Due to my upbringing I have often pondered heaven and hell.  During Halloween, where I am from, exists these strange things called tribulation houses.  Its a Southern Baptist's version of an appropriate haunted house.  Its a re-creation of specific parts of the book of Revelations from the Bible.  You pay five dollars and walk through rooms where people have just disappeared.  The vaccuum is running but no one is in the room.

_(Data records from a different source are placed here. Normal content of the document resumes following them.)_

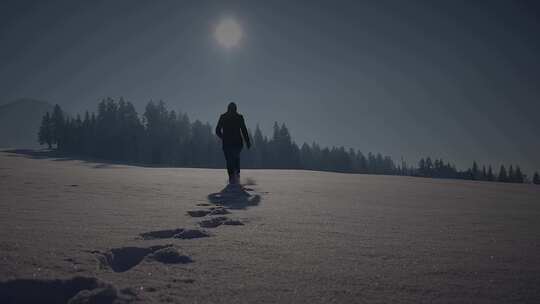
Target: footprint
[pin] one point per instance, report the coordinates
(124, 258)
(191, 234)
(232, 222)
(161, 234)
(198, 213)
(213, 222)
(169, 255)
(74, 290)
(218, 211)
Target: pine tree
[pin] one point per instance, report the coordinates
(57, 126)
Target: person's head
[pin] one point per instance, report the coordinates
(231, 108)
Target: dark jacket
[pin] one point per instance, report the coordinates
(230, 128)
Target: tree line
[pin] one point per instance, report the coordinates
(165, 137)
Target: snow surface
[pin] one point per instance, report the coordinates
(293, 237)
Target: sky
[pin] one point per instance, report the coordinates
(456, 80)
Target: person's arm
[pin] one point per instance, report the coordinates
(219, 126)
(245, 134)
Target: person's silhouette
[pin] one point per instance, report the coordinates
(231, 128)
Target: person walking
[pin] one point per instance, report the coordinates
(231, 128)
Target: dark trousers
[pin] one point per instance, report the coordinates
(232, 157)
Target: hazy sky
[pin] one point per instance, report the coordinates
(457, 80)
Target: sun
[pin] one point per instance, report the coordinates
(228, 33)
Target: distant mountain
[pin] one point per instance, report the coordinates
(19, 122)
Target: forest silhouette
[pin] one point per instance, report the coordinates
(165, 137)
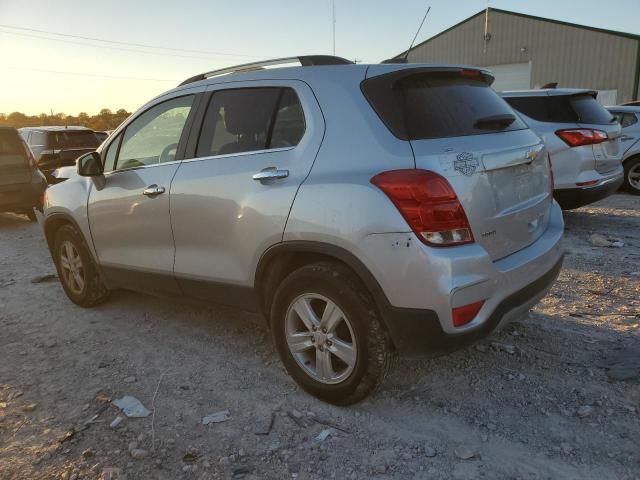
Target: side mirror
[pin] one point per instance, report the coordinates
(90, 165)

The news reporter on the radio is screaming about the traffic accidents, plane crashes, etc. happening all as a result of the disappearing people.  As you go through the house you learn that all of the Christ believers have disappeared and chaos has errupted on earth.  God has saved his people and the ones left must make a choice; suffer in this new chaotic world ruled by evil and still go to heaven when you die, or accept the new rules, find comfort on earth but be eternally damned to hell.  After making this connection, you are lead into a pitch black hallway that is a simulation of hell.  It's so hot it makes you sweat, breathing is difficult and the only sounds you hear are screams and moaning.  The narrator tells you of the eternal suffering and pain the people in hell experience and just when you think you can't stand the heat, they let you out into heaven.  The room is cool and white, candles and lights flicker next to beautiful people dressed as angels and there are places to sitdown and read the Bible.  As a child, I was so thankful to leave hell and go to heaven.  I could feel relief wash over me as soon as the cool air touched my skin and I would listen intently as the narrator told me of an eternity of love and celebration with all of the ones who went before me.

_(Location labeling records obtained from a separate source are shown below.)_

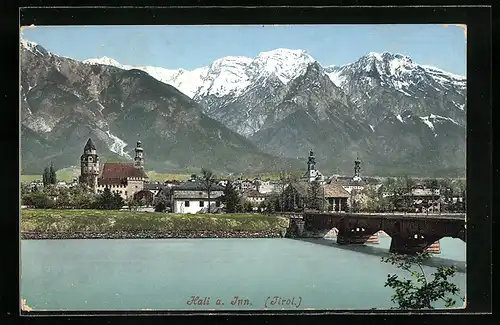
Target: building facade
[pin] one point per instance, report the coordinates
(125, 179)
(312, 173)
(192, 197)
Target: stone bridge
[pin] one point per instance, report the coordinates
(410, 233)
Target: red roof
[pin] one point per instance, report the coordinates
(121, 170)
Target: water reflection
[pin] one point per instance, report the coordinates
(381, 251)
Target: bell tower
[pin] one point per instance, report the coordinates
(311, 161)
(89, 165)
(357, 168)
(139, 156)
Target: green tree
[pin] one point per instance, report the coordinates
(208, 179)
(160, 206)
(314, 195)
(248, 206)
(63, 198)
(162, 200)
(82, 197)
(52, 174)
(46, 177)
(117, 202)
(283, 181)
(106, 200)
(231, 199)
(133, 204)
(420, 292)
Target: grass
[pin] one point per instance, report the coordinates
(110, 221)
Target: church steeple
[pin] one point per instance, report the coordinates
(89, 147)
(357, 168)
(311, 162)
(139, 156)
(89, 165)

As an adult, and no longer Southern Baptist, I think back to those tribulation houses and one major flaw (besides the fearmongering) in its design stands out.  They take you through hell and then you get to experience heaven.  But in the reality of death, from a Christian stand point, its seems to me that it would be the opposite.  I imagine, when we all die, everyone would experience heaven first.  They would feel the cool air on their skin, the peace, joy, and eternal understanding that is promised.  They would celebrate with the ones they love who had gone before and they would know God.  Then, when they grasped the full understanding of what heaven is, the ones that didn't believe on earth would have it all taken away.  The peace, the joy, all of it will be stripped from them and they will be plunged into an eternal hell.  For how can they really understand hell if they had never experienced heaven?

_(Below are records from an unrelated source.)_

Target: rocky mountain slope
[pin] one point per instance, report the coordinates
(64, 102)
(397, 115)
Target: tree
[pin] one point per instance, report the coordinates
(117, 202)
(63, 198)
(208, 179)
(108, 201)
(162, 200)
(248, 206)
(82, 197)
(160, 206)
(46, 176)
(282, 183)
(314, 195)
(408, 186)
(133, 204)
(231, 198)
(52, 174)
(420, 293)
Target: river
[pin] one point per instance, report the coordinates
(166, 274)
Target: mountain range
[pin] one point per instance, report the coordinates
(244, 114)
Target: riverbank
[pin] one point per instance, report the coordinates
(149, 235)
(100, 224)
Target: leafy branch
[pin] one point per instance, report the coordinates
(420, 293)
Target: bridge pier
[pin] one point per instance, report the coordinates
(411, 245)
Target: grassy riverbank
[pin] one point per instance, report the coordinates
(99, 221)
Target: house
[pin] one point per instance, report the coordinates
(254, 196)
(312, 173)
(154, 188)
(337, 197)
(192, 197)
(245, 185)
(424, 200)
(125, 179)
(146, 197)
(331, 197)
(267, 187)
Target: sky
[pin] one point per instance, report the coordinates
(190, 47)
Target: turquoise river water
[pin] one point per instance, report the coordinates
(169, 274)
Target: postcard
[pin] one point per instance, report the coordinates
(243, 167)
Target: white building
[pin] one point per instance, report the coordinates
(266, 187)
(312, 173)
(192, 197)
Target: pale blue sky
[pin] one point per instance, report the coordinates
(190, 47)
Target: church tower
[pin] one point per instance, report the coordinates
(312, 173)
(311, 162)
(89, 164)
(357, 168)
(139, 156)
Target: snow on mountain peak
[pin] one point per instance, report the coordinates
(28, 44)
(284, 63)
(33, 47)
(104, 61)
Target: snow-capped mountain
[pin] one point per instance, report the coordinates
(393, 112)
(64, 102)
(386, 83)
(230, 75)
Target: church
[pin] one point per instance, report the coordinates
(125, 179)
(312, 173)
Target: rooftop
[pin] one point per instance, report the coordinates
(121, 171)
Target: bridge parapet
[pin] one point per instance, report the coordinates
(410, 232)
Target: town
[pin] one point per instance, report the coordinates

The day my daughter was born, she lived for an hour and a half.  I didn't know I was in labor, I never felt a single contraction.  I was in the hospital on bed rest and I felt pressure.  I reached down and could feel the top of her head, so I called for the nurse.  Ten minutes later I vomited and she slid out.  I was so afraid they would drop her, but they didn't.  They wrapped her in a blanket and they laid her on my chest.  She was only 22 weeks and 1 day, she didn't have a chance.  But as she laid on my chest and I looked at her, touched her, and talked to my living daughter, I glimpsed heaven.  I felt that perfect peace and joy that defies all understanding.  For 90 minutes I felt that cool air on my face and I understood God.  Then, her heart stopped beating and she was stripped from my grasp, my peace, my joy was taken away and I thought to myself, surely, this is hell.    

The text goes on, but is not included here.